About

Growing Old in the Soviet Union is a four-year historical project supported by the Wellcome Trust and based at Liverpool John Moores University. Our research findings will provide scholars with access to a rich body of work that sheds light on hitherto unknown experiences of ageing in the Soviet Union. Our team of researchers engage with international histories of ageing to help situate the Soviet experience.

War losses and demographic transitions meant that by the 1950s, for the first time in history, the world was confronted with growing numbers of older people aged over sixty. This resulted in changing dynamics in the relationship between old and young, as well as between women and men. This was equally true in the USSR. After World War II, demographic imbalance and an ageing population led the Soviet state to take a keen interest in older people, with the Institute of Gerontology of the USSR’S Academy of Medical Sciences opening in Kyiv in May 1958.

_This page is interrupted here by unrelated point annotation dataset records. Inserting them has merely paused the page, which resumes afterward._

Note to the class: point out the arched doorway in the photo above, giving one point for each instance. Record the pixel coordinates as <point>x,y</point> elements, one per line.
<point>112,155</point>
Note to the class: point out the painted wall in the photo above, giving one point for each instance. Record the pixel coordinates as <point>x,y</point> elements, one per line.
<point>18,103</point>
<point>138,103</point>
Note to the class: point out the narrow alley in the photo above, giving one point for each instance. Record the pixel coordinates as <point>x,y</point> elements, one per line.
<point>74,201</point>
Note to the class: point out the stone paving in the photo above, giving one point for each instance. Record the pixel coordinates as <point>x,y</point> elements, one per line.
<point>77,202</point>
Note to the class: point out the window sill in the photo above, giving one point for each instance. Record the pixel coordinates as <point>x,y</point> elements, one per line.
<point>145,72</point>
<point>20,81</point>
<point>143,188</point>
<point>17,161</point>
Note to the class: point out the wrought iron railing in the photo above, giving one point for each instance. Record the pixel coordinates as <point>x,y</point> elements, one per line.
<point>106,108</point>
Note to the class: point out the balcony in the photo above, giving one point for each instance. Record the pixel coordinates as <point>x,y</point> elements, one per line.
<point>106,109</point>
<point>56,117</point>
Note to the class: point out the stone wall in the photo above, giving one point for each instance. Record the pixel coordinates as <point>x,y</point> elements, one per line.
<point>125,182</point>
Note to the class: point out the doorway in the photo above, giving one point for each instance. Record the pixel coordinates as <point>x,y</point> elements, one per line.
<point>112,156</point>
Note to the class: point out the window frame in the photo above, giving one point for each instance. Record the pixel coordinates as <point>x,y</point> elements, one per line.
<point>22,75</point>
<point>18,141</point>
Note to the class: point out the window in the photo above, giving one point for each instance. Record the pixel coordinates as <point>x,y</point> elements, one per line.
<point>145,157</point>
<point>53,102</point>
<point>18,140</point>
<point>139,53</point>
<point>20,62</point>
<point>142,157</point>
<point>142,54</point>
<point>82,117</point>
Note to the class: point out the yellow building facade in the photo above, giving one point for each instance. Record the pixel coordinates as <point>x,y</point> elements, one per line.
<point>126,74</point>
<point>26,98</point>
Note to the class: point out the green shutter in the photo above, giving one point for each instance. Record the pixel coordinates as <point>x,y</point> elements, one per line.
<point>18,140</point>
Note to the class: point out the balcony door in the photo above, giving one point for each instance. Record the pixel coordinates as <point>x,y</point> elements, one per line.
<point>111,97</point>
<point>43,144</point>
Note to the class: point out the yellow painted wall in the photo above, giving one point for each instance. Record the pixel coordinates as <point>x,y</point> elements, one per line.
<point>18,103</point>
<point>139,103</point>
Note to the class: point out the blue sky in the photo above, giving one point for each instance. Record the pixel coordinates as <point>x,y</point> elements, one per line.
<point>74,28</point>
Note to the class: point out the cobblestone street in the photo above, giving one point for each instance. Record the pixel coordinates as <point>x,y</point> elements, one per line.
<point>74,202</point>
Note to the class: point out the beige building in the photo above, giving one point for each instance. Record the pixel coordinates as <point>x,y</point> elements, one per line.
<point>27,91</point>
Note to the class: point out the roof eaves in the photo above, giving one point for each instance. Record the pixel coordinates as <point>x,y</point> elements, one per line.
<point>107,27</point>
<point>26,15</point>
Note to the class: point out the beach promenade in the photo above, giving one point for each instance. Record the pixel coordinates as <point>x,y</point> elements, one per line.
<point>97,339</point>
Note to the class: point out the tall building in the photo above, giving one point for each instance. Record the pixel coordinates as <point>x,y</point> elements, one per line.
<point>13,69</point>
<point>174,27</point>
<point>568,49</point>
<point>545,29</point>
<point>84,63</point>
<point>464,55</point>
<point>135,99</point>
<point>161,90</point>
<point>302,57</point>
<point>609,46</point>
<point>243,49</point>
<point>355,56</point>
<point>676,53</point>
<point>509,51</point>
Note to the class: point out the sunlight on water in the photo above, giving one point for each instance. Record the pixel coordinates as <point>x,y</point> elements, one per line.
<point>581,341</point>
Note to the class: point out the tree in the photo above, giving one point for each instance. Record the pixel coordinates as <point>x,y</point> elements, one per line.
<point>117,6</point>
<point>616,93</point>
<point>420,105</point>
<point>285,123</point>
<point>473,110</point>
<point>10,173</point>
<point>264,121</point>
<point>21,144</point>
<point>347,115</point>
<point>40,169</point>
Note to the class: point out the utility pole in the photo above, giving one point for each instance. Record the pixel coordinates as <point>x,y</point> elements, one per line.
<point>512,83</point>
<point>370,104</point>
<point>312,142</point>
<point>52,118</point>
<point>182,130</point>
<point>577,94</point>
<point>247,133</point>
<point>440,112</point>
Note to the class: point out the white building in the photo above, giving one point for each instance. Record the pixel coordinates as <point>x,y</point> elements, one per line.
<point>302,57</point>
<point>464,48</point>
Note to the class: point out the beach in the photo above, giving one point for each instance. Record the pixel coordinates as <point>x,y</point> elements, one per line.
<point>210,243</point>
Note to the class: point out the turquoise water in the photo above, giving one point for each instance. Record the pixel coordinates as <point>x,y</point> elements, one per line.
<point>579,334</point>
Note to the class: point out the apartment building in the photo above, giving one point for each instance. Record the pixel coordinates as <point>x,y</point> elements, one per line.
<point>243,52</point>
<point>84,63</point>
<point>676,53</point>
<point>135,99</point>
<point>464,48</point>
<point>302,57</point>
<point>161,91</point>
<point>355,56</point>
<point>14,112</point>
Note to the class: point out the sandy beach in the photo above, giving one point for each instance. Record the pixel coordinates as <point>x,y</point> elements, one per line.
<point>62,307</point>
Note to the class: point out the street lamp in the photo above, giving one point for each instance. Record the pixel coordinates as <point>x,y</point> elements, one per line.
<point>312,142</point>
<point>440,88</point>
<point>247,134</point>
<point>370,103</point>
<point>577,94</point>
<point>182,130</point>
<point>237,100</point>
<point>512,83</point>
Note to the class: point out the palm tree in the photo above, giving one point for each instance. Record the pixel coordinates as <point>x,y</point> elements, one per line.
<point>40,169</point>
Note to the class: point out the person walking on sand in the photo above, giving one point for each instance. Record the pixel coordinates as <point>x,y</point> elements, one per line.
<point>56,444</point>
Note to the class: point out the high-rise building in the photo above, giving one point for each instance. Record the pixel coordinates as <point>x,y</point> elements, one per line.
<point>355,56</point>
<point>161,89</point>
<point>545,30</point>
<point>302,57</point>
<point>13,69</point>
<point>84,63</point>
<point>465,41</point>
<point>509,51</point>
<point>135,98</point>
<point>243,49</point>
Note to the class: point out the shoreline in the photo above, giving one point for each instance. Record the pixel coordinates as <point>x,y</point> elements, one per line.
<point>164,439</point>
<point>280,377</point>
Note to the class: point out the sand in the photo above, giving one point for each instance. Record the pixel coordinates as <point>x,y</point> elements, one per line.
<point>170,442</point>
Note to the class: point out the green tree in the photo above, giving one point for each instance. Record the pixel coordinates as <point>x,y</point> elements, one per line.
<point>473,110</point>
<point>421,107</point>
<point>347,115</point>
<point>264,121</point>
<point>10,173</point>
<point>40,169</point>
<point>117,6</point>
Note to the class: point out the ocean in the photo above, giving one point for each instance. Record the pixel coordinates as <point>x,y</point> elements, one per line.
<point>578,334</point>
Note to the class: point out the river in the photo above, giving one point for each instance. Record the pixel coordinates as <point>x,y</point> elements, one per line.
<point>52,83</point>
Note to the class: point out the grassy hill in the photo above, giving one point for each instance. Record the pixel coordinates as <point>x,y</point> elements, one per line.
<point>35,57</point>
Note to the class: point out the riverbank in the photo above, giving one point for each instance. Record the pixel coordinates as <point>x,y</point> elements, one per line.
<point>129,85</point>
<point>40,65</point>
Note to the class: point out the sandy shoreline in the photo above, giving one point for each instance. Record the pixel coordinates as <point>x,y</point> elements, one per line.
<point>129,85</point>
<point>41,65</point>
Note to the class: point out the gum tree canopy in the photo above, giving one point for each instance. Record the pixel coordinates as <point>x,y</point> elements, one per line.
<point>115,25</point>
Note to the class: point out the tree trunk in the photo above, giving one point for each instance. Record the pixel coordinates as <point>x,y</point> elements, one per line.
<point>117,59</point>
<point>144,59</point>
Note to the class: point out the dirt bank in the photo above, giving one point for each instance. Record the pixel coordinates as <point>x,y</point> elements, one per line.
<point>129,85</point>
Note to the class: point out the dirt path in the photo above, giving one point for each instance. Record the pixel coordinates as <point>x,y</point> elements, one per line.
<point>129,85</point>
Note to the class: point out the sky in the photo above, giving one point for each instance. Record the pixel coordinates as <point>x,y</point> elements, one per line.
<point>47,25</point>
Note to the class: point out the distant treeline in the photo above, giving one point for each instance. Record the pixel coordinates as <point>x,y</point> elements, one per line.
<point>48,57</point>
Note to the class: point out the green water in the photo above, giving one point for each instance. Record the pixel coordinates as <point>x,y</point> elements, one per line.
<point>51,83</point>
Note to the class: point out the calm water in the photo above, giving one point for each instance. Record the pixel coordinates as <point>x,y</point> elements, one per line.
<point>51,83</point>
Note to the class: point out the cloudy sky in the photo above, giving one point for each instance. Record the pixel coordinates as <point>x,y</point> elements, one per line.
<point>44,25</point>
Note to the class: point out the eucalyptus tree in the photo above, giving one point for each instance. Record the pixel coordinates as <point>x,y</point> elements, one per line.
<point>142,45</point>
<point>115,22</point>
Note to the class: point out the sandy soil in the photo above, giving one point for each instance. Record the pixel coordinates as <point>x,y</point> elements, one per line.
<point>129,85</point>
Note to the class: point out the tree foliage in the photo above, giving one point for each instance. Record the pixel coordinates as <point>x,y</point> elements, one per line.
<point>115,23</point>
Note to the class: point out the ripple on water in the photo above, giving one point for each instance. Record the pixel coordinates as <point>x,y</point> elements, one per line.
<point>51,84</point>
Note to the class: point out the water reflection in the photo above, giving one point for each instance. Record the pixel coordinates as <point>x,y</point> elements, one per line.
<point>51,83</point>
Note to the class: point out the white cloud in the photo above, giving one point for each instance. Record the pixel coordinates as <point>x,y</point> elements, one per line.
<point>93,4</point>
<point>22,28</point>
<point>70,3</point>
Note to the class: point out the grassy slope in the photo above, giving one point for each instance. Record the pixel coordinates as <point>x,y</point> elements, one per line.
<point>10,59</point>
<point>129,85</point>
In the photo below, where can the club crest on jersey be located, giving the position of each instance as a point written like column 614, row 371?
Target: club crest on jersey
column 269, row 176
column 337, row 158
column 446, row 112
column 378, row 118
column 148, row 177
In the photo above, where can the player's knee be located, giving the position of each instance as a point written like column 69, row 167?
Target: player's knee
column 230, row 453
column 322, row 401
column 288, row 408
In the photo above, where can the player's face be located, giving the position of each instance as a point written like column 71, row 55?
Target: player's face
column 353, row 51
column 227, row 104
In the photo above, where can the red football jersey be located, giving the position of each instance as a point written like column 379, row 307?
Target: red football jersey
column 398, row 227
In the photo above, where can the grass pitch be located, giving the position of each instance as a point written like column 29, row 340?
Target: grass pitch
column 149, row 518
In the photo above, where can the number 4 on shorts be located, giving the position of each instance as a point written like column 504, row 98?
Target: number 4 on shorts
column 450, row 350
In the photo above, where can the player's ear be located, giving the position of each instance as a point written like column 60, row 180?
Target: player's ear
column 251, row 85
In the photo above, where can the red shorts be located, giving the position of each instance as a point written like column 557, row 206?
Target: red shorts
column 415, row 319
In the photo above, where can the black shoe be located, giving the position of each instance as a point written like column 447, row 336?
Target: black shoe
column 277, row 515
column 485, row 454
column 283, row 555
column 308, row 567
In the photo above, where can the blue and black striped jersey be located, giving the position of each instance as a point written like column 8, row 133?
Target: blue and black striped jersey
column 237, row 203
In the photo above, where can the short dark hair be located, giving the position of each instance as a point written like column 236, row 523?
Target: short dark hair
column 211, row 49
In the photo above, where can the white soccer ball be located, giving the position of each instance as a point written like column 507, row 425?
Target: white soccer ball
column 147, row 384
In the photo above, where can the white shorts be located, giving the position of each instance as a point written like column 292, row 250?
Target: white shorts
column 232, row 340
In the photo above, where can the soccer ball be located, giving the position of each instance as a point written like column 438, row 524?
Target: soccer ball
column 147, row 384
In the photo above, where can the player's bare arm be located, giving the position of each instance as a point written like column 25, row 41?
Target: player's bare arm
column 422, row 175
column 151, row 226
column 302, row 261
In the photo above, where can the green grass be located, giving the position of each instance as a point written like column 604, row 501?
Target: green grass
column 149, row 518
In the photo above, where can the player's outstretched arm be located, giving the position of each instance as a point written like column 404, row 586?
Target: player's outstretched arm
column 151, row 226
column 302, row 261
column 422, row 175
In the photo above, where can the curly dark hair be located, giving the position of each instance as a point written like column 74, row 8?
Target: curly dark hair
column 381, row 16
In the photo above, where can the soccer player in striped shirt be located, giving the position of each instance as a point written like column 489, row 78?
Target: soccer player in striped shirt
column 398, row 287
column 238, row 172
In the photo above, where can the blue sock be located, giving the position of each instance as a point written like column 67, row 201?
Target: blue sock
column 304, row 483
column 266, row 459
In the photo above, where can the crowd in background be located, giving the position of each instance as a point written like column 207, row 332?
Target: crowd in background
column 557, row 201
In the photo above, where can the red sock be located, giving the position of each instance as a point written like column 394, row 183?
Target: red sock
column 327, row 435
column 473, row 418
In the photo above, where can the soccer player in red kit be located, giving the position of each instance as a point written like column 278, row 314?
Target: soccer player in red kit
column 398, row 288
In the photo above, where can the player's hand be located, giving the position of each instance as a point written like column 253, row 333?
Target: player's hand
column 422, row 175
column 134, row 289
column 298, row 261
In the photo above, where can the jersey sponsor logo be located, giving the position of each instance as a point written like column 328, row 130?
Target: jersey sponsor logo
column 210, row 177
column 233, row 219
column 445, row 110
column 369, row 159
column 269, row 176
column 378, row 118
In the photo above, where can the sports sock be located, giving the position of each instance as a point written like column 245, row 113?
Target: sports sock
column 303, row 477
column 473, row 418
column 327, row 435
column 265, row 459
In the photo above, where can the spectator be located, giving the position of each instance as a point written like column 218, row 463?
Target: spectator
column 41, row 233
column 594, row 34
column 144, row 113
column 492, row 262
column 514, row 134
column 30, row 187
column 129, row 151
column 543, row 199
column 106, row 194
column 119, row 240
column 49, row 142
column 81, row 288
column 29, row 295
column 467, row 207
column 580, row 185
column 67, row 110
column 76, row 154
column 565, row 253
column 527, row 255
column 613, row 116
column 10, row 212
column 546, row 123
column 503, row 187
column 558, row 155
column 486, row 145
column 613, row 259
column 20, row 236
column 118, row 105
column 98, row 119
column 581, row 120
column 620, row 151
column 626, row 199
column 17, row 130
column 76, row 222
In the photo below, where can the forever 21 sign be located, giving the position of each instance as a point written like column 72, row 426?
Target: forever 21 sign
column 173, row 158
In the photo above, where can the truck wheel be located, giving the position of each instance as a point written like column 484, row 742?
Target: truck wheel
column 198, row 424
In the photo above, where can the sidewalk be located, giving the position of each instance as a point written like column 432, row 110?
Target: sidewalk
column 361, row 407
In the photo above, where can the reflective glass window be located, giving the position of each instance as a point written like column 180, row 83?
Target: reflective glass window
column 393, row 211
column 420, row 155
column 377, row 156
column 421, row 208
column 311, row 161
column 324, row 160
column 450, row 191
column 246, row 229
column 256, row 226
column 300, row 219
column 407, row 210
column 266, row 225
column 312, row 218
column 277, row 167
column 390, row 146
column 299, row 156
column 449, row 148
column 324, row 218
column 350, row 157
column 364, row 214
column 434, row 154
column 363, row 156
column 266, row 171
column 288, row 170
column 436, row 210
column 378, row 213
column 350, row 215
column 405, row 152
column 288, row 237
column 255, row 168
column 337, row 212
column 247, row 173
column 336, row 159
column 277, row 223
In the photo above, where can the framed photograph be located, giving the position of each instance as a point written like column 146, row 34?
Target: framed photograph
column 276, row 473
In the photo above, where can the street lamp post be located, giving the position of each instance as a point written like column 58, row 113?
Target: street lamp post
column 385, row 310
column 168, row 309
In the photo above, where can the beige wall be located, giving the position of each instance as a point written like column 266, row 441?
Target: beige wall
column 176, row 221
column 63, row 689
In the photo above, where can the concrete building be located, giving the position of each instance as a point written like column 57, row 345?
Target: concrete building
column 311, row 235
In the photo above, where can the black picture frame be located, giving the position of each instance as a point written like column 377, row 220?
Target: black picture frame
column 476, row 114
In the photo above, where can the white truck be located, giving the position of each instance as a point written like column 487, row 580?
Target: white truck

Our research focuses on several themes including healthcare for older adults, individual and collective experiences of ageing, and the influence of gerontology on domestic and international politics. In our work we also address a number of broader historiographical issues: understanding the broader twentieth century scientific interest in the ageing organism; approaches to care and mental health; older people’s relationship to ideology and spirituality; representations of ageing; and the role of gerontology in East-West relations.

The project’s multiple layers of analysis will yield valuable insights about how the late socialist system functioned. By focusing on the 1945-1991 period, moreover, the project will establish older adults and ageing as an integral part of the post-war narrative of Soviet history.

Through our research findings and activities we plan to contribute to current debates about ageing societies, helping people better understand the ageing experience, whether in the USSR or elsewhere.